4. Os pés de Elvira eram macios, as unhas redondas e determinadas, porém descuidadas e sujas. Eu não estava nem aí pra sujeira e sentia maciez onde uma camada de cascão roçava aquilo que os místicos chamam de caráter, no caso minha coxa, ou ex-caráter tanto faz. O problema era disfarçar a ereção e tentar entender como é que a situação – aparentemente – eu falo pelo casal (o bebê fissurado fica de fora, por Deus!) -, não guardava nenhuma ligação com o sexo imundo, tesudo e complicado que eu sempre fiz e pelo qual, tirando as matérias do cu, jamais nutriria qualquer expectativa de redenção e/ou vontade de auferir conhecimento e provas. Bem – pensei comigo mesmo: – que as pedras rolling stones precipício abaixo e foda-se (e foi o que fiz, mezzo constrangido, mezzo achando um tesão).
5. Toni abraçou o violão. Antes enrolou novo baseado. Ele sabia fazer as coisas e, apesar de habitar noutro mundo, parecia ter controle da situação: alheio e telepático – o filhodaputa.
O bebê grudou na teta da mãe: “Bateu a larica!”, constatou Elvira.
Em seguida, ela sorriu e apontou o mamilão na minha direção, e perguntou o que eu achava de suas tetas. Eu disse que, apesar da visão um pouco eclipsada pelo bebê laricado, gostava. Aí pensei nas palavras “inchaço” e “intumescência”. Toni dedilhou Leãozinho no violão e eles tiveram um pequeno desentendimento.

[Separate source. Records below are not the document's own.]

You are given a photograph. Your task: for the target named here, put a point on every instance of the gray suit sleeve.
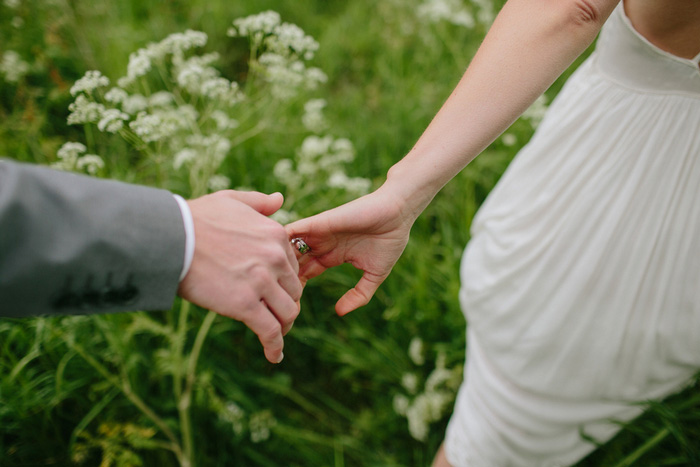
(75, 244)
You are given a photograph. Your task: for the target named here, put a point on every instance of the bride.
(580, 282)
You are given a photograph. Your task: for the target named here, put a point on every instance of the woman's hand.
(370, 233)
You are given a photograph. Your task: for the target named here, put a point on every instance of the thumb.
(264, 204)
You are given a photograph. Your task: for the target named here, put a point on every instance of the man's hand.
(243, 265)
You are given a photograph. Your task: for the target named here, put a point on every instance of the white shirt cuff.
(189, 234)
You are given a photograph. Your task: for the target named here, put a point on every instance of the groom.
(76, 244)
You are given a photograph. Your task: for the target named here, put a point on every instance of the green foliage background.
(79, 390)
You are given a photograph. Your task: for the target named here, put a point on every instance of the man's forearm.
(76, 244)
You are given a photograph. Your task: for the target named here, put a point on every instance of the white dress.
(581, 283)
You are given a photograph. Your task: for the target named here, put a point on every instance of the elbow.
(581, 18)
(586, 13)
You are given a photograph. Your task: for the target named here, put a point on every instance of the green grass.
(104, 389)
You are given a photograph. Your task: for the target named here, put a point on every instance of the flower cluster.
(13, 67)
(423, 408)
(456, 12)
(317, 172)
(259, 424)
(174, 105)
(452, 11)
(88, 83)
(280, 50)
(72, 157)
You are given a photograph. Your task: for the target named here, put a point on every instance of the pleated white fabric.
(581, 283)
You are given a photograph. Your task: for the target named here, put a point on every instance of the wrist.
(412, 193)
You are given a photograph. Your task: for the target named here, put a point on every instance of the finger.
(264, 204)
(292, 256)
(358, 296)
(282, 306)
(311, 269)
(269, 331)
(291, 283)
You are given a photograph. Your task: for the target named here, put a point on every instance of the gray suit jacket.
(76, 244)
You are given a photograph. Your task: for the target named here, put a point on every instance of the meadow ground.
(184, 386)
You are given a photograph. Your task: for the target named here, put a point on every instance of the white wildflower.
(92, 80)
(71, 151)
(84, 110)
(112, 120)
(410, 382)
(290, 37)
(283, 169)
(401, 404)
(222, 90)
(314, 77)
(219, 182)
(161, 99)
(313, 118)
(338, 180)
(452, 11)
(180, 42)
(183, 157)
(191, 76)
(415, 351)
(314, 146)
(509, 139)
(264, 23)
(151, 128)
(223, 121)
(134, 104)
(260, 424)
(13, 67)
(90, 163)
(116, 95)
(213, 147)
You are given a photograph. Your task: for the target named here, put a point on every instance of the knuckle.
(270, 332)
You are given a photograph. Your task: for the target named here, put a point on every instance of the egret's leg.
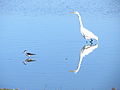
(91, 41)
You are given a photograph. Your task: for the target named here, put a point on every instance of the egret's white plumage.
(85, 33)
(87, 49)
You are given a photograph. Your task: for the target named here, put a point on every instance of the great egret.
(85, 33)
(87, 49)
(28, 60)
(28, 54)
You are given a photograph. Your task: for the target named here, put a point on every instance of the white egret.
(87, 49)
(85, 33)
(28, 54)
(28, 60)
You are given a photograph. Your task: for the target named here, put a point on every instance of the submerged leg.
(91, 41)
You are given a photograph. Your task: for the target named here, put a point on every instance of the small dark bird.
(28, 60)
(28, 54)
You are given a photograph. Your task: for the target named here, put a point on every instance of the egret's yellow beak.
(71, 71)
(72, 12)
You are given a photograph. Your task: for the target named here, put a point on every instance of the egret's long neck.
(80, 20)
(79, 65)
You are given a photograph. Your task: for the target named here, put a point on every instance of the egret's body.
(85, 33)
(28, 54)
(28, 60)
(87, 49)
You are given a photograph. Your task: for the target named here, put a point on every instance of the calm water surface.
(57, 43)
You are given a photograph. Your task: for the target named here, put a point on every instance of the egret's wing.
(89, 34)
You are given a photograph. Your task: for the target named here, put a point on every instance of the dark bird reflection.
(87, 49)
(26, 61)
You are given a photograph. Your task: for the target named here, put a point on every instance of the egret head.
(75, 12)
(24, 51)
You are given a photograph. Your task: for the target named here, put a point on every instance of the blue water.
(48, 29)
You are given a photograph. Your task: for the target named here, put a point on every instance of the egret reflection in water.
(85, 32)
(26, 61)
(87, 49)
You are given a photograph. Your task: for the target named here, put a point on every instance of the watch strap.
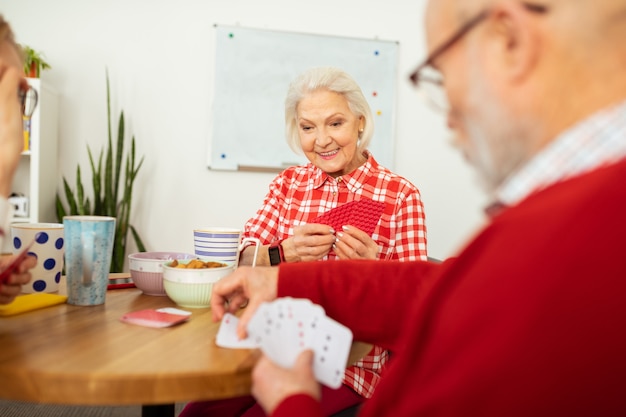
(275, 252)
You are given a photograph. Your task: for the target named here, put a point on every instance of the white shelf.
(37, 173)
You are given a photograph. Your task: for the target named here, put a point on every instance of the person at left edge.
(11, 144)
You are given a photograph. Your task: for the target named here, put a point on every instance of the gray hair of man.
(330, 79)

Na verdade, eu estava louco pra cair de boca nas tetas intumescidas e latentes de Elvira. Na impossibildade de retirar o bebê do colo da mãe, peguei o baseado e dei “um tapa” violento. Eles se olharam e riram quando eu disse que ia “dar um tapa”. Errei de gíria. O tesão baixou um pouco. Me ocorreu o narrador de Zorba, o grego. Que até metade do livro ainda não havia comido ninguém. Então eu disse pra Elvira: “Sabia que as mulheres de Creta untam seus cabelos com azeite de Loureiro?”. Ela e o marido novamente trocaram olhares. Dessa vez engoliram o riso. E Elvira, me parece que sim, comoveu-se profundamente achando que aquilo de “as mulheres de Creta untarem seus cabelos com azeite de Loureiro”, era, afinal de contas, uma coisa bonita que eu havia falado.
6. A maconha emburrecia Elvira – ostensivamente, eu diria. Toni virou-se para mim, e disse: “Relaxa, cara.”
Meu truque deve ter funcionado.
Elvira tirou os pés das minhas coxas e foi ao banheiro. Eu, Toni e o bebê permanecemos flutuando na maresia. Toni me disse que as coisas estavam feias pro lado deles, a lista era longa: aluguel, agiota, traficantes, vizinhos caretas (pensei na bosta de cavalo ressecada misturada a maconha que eles fumavam ) etc etc até que o puto chegou no sexo de Elvira: “Relaxa, cara”. Ato contínuo, tragou da guimba o que restava de seu fracasso retumbante, e recomendou que eu fosse carinhoso com sua esposa, que lhe chupasse os tornozelos e depois as panturilhas. Cobrou vinte reais. Não pude negar o dinheiro. Não havia fracasso, e nem tampouco literatura que me fizessem pior do que eu já era. Deixei vintão em cima da cama. Dei “um tapa”. E caí fora, antes de Elvira voltar do banheiro.